Schwache und Starke gab's, Geringe und Mächtige, Kleine und Große in dieser umfassenden Einheit, aber in ihnen allen lebte die eine, dauernde Seele des Heimatssternes, der sie zeugte, nährte und zu sich nahm. Das eben fühlten sie alle als ihres Lebens Gemeinsamkeit. Die Pflanzen umtasteten mit ihren Wurzeln den schaffenden Gott, die Menschen riefen ihn an, im Vertrauen stammelnd unter der Eiche, worin sie seine Wohnung sahen. Mensch und Tier und Pflanze, sie alle fühlten sich eins mit der nährenden Erde und dem wärmenden Himmelslicht im Zusammenhang des Gottes, der sie in sich faßt; still, gelassen und tief das sprossende Pflanzenreich, dunkel und flüchtig das Tier, und in unklarem Schauer der Mensch, in Furcht und Hoffnung.

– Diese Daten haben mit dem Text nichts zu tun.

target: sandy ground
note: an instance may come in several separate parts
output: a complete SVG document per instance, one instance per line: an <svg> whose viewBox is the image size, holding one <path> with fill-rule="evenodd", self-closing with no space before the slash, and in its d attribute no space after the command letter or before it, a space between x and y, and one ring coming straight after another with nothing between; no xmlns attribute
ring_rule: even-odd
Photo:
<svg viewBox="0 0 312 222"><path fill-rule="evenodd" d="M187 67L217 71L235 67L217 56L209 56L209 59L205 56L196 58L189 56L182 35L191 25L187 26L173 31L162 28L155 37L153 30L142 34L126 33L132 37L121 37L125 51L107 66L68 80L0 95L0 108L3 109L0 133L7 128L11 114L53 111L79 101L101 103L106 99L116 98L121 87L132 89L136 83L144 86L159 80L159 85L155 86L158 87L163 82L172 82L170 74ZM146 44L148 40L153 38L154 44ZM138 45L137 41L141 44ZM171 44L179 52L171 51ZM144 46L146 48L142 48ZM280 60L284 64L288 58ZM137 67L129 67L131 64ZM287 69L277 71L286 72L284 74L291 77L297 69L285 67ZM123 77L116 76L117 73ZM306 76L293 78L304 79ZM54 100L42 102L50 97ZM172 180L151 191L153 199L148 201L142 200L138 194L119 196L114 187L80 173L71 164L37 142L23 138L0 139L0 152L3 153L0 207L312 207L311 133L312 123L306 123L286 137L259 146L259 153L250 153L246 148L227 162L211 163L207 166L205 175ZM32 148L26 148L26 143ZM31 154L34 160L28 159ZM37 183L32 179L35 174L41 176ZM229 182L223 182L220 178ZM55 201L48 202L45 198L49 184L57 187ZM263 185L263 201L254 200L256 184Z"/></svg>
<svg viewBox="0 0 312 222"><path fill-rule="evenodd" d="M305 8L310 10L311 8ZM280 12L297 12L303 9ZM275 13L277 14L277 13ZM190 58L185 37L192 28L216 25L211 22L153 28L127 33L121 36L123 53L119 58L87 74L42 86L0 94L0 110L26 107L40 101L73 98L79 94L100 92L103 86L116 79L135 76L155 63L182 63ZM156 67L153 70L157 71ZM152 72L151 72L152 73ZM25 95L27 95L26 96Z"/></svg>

Es kamen aber fremde Menschen ins Land und verkündeten einen fremden Gott. Von dem sagten sie, er wolle nicht im Walde wohnen und nicht in der Eiche und wolle nichts wissen vom Reiche Urd, dem ewig werdenden; denn er selbst habe die Erde und die Pflanzen und die Tiere geschaffen, damit sie dem Menschen dienen sollten. Nur zu den Menschen rede er. In einem neuen Geiste sollten sie sich verbinden, daß sie sich verstehen in einem gewaltigen Reiche des Glückes und der Liebe. Denn jenes Reich sei über der Erde, dahin könne nicht gelangen der wüste Wald und das heulende Tier, sondern nur der Mensch. Ihm allein glühe das Licht der Seele in ewiger Dauer und reinem Scheine; die Erde aber und ihre Geschöpfe seien seelenlos und tot. Hier im Reiche des Gewordenen müsse alles zugrunde gehen; unendlich walte das Leben nur da drüben, da droben.

Und die Menschen glaubten ihm. Nicht mehr genügten ihnen ihre Brüder in Wald und Busch; sie begannen zu verachten, was da wächst und leuchtet und sich freut und hofft im Scheine der Sonne und im Leben des schaffenden Planeten.

Da verleugneten sie den Gott der Erde und legten die Axt an seine Eiche.

So fielen die Menschen ab vom Reiche Urd und suchten nach einer neuen Seele, deren Nahrung, wie sie glaubten, sich nur finden lasse in jenem Reiche jenseits der Muttererde. Da wurden sie gelöst von Tier und Pflanze und der heiligen Einheit der Werdewelt.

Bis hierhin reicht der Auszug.